The Calorie Naming Confusion
The most common point of confusion in energy conversion is the calorie. There are two definitions:
- Small calorie (cal) — 4.184 joules. Used in chemistry and thermodynamics.
- Food Calorie / kilocalorie (kcal or Cal with a capital C) — 4,184 joules. Every "calorie" on a food nutrition label is actually a kilocalorie. A 500 Cal snack contains 500,000 small calories.
When using conversion tools or nutrition databases, confirm which calorie definition is in use before drawing conclusions.
Electricity Billing and kWh
The kilowatt-hour is the unit used on electricity bills in practically every country. One unit of electricity on a UK or Indian domestic tariff equals 1 kWh. Converting kWh to joules or megajoules is necessary for engineering energy-balance models, carbon-emission calculations, and battery sizing for solar installations.
Example Calculations
Example 1 — Electricity Bill Unit to Joules
Scenario: A household used 350 kWh in a month. What is this in megajoules for an engineering energy audit?
350 kWh × 3,600,000 J/kWh = 1,260,000,000 J ÷ 1,000,000 = 1,260 MJ.
Example 2 — Nutrition Label Conversion
Scenario: A protein bar lists 230 Calories (kcal). How many kilojoules is this for EU labelling compliance?
230 kcal × 4.184 = 962.32 kJ. EU food labels must display both values; this conversion is performed millions of times daily by food manufacturers worldwide.
Example 3 — HVAC Comparison: Electric vs. Gas
Scenario: An air-source heat pump is rated at 3.5 kW of heating output. A gas boiler is rated at 12,000 BTU/h. Which delivers more heat?
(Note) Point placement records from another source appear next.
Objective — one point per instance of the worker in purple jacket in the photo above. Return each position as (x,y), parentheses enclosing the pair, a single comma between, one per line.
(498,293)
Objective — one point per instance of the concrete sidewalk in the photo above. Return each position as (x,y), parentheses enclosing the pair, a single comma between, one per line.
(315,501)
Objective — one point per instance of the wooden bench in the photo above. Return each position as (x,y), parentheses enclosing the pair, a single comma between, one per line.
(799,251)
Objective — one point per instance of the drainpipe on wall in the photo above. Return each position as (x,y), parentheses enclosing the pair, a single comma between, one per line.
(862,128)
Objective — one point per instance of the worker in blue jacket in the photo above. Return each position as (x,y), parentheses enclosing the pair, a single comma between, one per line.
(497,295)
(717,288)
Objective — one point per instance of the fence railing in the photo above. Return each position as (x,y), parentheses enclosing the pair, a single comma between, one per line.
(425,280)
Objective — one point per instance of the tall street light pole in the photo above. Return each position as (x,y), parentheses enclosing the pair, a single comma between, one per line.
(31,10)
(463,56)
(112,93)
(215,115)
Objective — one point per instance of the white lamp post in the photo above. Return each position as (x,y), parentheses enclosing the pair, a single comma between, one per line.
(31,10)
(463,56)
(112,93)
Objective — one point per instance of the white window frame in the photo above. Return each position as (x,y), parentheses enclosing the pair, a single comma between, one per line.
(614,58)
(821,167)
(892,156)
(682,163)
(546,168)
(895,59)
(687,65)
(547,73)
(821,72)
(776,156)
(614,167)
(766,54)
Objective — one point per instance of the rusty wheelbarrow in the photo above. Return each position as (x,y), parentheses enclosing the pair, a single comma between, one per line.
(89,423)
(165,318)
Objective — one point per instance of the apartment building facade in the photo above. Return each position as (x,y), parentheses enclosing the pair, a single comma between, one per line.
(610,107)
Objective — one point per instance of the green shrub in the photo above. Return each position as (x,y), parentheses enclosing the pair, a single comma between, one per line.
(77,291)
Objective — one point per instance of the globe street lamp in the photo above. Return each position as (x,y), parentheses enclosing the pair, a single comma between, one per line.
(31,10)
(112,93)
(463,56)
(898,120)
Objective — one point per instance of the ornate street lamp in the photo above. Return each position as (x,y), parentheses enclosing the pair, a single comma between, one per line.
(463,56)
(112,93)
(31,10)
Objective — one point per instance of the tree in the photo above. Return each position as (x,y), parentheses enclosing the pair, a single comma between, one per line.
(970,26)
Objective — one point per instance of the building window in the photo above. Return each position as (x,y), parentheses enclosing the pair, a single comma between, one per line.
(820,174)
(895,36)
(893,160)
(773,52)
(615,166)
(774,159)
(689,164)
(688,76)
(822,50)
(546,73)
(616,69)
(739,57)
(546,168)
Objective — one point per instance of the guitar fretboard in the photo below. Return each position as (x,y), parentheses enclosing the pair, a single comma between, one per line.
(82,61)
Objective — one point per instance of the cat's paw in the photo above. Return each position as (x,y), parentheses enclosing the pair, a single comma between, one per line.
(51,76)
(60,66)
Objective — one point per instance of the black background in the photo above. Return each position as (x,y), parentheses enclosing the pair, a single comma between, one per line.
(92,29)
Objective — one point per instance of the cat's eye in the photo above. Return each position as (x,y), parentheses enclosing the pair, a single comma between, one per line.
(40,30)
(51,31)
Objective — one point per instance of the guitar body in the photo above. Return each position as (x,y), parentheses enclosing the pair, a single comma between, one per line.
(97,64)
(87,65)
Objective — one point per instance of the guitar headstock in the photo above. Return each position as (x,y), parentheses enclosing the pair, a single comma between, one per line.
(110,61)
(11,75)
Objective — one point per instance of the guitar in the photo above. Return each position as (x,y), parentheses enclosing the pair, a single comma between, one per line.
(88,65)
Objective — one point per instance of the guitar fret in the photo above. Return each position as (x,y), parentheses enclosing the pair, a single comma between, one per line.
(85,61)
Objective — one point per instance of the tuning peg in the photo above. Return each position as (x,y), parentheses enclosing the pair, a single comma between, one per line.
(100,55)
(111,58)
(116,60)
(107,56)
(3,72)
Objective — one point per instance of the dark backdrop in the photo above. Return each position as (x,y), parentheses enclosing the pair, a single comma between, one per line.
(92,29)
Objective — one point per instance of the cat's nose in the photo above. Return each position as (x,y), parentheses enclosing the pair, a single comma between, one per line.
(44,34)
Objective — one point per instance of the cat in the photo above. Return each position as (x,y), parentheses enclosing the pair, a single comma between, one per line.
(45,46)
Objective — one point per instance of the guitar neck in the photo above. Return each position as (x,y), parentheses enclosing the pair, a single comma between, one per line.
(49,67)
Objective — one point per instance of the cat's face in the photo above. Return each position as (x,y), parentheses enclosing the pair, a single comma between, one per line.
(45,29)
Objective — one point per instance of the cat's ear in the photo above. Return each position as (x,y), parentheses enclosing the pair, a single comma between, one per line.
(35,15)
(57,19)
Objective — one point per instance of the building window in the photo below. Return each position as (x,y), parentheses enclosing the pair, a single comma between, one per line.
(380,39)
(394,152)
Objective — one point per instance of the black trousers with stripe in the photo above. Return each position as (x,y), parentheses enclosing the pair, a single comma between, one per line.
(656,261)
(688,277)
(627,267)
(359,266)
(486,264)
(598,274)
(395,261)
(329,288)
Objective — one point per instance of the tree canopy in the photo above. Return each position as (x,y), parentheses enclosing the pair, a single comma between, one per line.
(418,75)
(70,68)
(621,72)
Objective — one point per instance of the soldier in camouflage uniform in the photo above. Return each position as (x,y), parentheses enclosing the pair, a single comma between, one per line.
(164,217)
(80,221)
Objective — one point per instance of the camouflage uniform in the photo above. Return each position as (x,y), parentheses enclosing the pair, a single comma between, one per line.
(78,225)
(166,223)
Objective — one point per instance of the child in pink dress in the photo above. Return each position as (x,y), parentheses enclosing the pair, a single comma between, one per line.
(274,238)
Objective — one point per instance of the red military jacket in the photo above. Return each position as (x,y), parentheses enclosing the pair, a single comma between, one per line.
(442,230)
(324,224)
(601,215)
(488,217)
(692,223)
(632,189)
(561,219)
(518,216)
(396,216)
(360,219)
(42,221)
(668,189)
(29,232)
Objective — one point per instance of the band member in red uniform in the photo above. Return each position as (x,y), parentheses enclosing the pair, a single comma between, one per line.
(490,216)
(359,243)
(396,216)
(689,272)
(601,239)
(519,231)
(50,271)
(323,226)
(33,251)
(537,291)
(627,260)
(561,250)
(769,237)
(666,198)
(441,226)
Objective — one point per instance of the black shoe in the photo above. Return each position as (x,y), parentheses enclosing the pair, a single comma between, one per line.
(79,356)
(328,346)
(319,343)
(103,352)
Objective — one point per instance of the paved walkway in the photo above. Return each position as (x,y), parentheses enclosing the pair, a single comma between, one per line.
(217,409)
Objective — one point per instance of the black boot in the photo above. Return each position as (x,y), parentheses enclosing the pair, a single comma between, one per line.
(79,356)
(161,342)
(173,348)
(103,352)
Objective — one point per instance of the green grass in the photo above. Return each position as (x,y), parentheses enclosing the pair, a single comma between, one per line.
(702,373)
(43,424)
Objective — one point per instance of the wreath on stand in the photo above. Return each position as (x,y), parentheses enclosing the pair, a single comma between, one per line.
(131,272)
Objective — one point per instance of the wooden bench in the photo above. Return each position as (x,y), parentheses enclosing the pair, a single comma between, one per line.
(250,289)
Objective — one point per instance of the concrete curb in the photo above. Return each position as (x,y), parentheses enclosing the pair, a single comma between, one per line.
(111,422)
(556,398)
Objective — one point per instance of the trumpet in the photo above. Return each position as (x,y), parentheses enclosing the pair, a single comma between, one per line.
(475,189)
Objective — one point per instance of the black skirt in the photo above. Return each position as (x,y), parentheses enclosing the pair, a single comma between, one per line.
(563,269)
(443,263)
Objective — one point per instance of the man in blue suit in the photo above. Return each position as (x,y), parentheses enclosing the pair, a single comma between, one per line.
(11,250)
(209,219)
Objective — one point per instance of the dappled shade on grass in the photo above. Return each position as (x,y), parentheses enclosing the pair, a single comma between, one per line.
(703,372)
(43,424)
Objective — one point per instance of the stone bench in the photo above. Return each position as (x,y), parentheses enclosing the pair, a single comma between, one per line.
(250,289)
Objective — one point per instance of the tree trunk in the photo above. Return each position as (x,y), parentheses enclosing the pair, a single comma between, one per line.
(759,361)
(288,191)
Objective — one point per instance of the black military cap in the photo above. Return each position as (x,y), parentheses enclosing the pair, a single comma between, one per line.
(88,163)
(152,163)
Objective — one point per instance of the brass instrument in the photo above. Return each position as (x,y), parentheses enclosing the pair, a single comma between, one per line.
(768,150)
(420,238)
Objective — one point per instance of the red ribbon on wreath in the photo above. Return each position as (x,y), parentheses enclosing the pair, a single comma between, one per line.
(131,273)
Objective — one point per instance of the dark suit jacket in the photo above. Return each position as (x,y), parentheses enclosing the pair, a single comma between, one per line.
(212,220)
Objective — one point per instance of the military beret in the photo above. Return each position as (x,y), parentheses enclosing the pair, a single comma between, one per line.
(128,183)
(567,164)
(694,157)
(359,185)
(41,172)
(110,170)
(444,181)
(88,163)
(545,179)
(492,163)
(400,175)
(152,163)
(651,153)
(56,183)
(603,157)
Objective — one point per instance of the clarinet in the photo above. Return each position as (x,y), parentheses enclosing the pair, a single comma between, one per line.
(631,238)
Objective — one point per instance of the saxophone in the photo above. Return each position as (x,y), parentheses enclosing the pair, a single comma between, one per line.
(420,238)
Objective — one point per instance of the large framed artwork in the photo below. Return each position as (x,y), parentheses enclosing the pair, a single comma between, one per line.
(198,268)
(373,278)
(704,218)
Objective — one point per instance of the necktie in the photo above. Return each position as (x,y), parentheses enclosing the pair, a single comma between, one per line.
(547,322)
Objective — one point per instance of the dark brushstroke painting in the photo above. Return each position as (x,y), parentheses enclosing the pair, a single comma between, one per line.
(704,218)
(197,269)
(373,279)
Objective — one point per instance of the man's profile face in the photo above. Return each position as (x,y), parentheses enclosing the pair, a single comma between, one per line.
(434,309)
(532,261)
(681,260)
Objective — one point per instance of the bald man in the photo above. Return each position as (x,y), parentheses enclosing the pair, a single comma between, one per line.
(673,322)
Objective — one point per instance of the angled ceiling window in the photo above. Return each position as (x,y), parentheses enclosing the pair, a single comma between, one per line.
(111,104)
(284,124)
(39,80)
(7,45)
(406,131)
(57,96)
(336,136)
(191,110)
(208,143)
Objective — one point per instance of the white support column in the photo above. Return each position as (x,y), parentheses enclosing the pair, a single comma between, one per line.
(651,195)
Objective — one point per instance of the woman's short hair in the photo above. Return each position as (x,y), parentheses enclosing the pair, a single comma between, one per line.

Heat pump: 3.5 kW = 3,500 W = 3,500 J/s × 3,600 s/h = 12,600,000 J/h = 12,600 kJ/h.
Gas boiler: 12,000 BTU/h × 1,055.06 J/BTU = 12,660,720 J/h ≈ 12,661 kJ/h.
The gas boiler delivers slightly more heat output at the rated capacity in this comparison.
Energy Units by Application Domain
Physics & Engineering
The joule (J) and its multiples (kJ, MJ, GJ) are standard in academic and professional physics. Electron-volts (eV and MeV) are used in particle physics and semiconductor engineering. Ergs appear in older CGS-system scientific literature.
Electrical Engineering & Renewable Energy
Kilowatt-hours (kWh) and megawatt-hours (MWh) dominate. Solar panel output is rated in kWh/day. Battery storage systems are sized in kWh. Grid-scale energy is quoted in MWh or GWh. Carbon intensity is expressed as gCO₂/kWh.
Heating, Ventilation & Air Conditioning (HVAC)
BTU per hour (BTU/h) is the standard capacity rating for air conditioners, furnaces, and boilers in the USA and Canada. The therm (100,000 BTU) is used for natural gas billing in the US. European HVAC systems use kilowatts (kW) and kilojoules.
Nutrition & Food Science
Kilocalories (kcal) appear on food labels in the USA, UK, India, Canada, and Australia. Kilojoules (kJ) are the mandatory unit in the EU, Australia (alongside kcal), and several Asian markets. Daily recommended intakes are typically 2,000–2,500 kcal (8,400–10,500 kJ) for adults.